I am still here. Just not here.

Which is why I really needed to read these words today from The Art of Simple.

Here’s a snippet:

“I wouldn’t do more, I would simply learn to see. I would see the creative nourishment and mindfulness waiting in the empty minutes of the day. And I would pick up the needles and knit, if only but a few stitches (this morning it was only 4 or 5). I would color slowly across the linen with embroidery floss, just one stem of a flower. I would open the journal, pick up the pencil, and sketch – what did that cloud look like today?”

Yesterday I stitched a line on the Valentine card that is still not done. I did it while helping with homework, providing parenting support, watching an episode of Call the Midwife. I did it in fits and starts. Sometimes, that is the only way we can do anything. But anything is something, isn’t it?

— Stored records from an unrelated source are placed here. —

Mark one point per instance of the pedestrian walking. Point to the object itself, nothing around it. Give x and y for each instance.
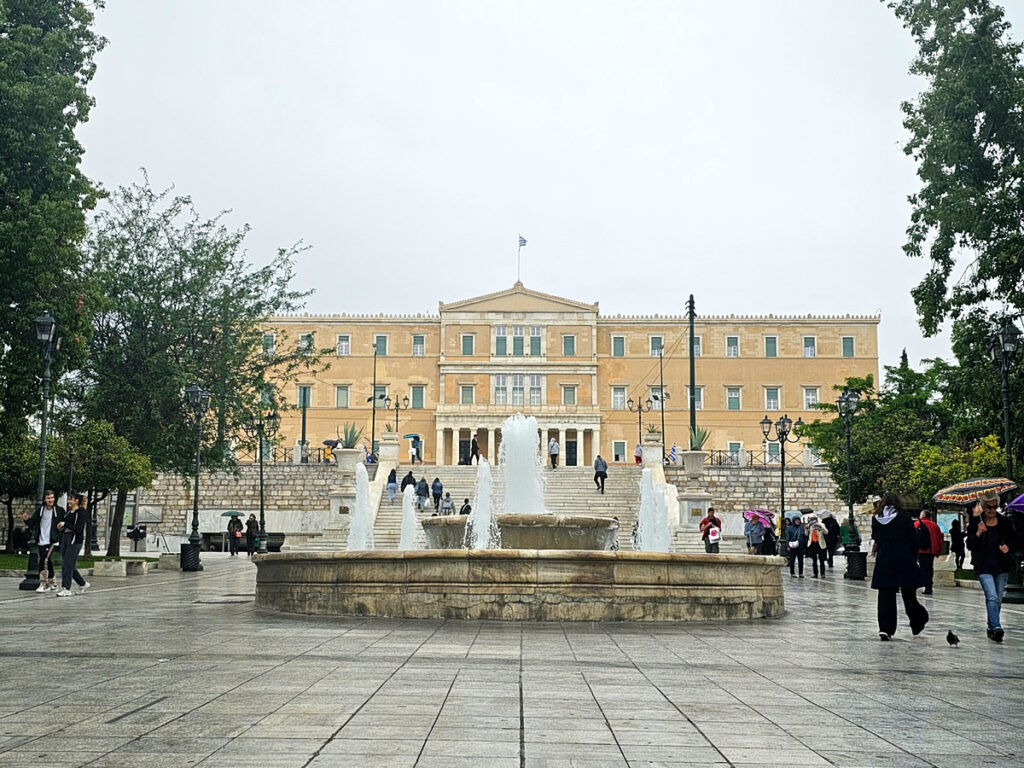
(44, 522)
(437, 488)
(711, 531)
(252, 530)
(392, 485)
(796, 546)
(929, 547)
(233, 535)
(600, 473)
(956, 537)
(896, 568)
(72, 527)
(988, 537)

6 thoughts on “The empty minutes

  1. Marian says:

    “Fits and starts” – Yes, absolutely agree, that this is often the only way to do anything. I’m sure I’ve mentioned this before, but my Dutch mother would often tell me, “one thread a night” as I worked on various stitchery projects. I know she was encouraging me with a version of “Rome wasn’t built in a day”, telling me that that was the way to tackle an otherwise daunting project, the end result (ie. the completed project) being the key. I really like what The Art of Simple is alluding to: that these small moments aren’t something to be grabbed and filled just because they’re the means to the end, but rather, that these creative moments are nourishing in and of themselves, regardless of when or even if the project ever gets completed.
    Marian recently posted…Processed Food is a Slippery SlopeMy Profile

  2. Kate says:

    It makes me think of a pattern for a two-colored scarf I once saw. She wanted to put colored lines in at random but knew she couldn’t eyeball “random” so she decided that every time she put her project down for an hour, the next time she picked it up, she would put in a colored line. I loved the idea. Not only was her finished object beautiful but it was made up of little and long stretches – and that beauty was only possible because she put it down for other things.
    Kate recently posted…7/52My Profile

  3. May says:

    Love the vibrancy in your photo. Our church youth group is soon heading to New Orleans for mission work. One stop is a children’s hospital where they plan to pass out teddy bears. One lady knitted the basic bodies, and my job has been to breathe personality into them with yarn and imagination. Oh, how I wish I had them earlier so that I could have done a little at a time. I would have enjoyed it so much more to take time and allow my ideas to simmer. But as life would have it they arrived in a bunch with a deadline!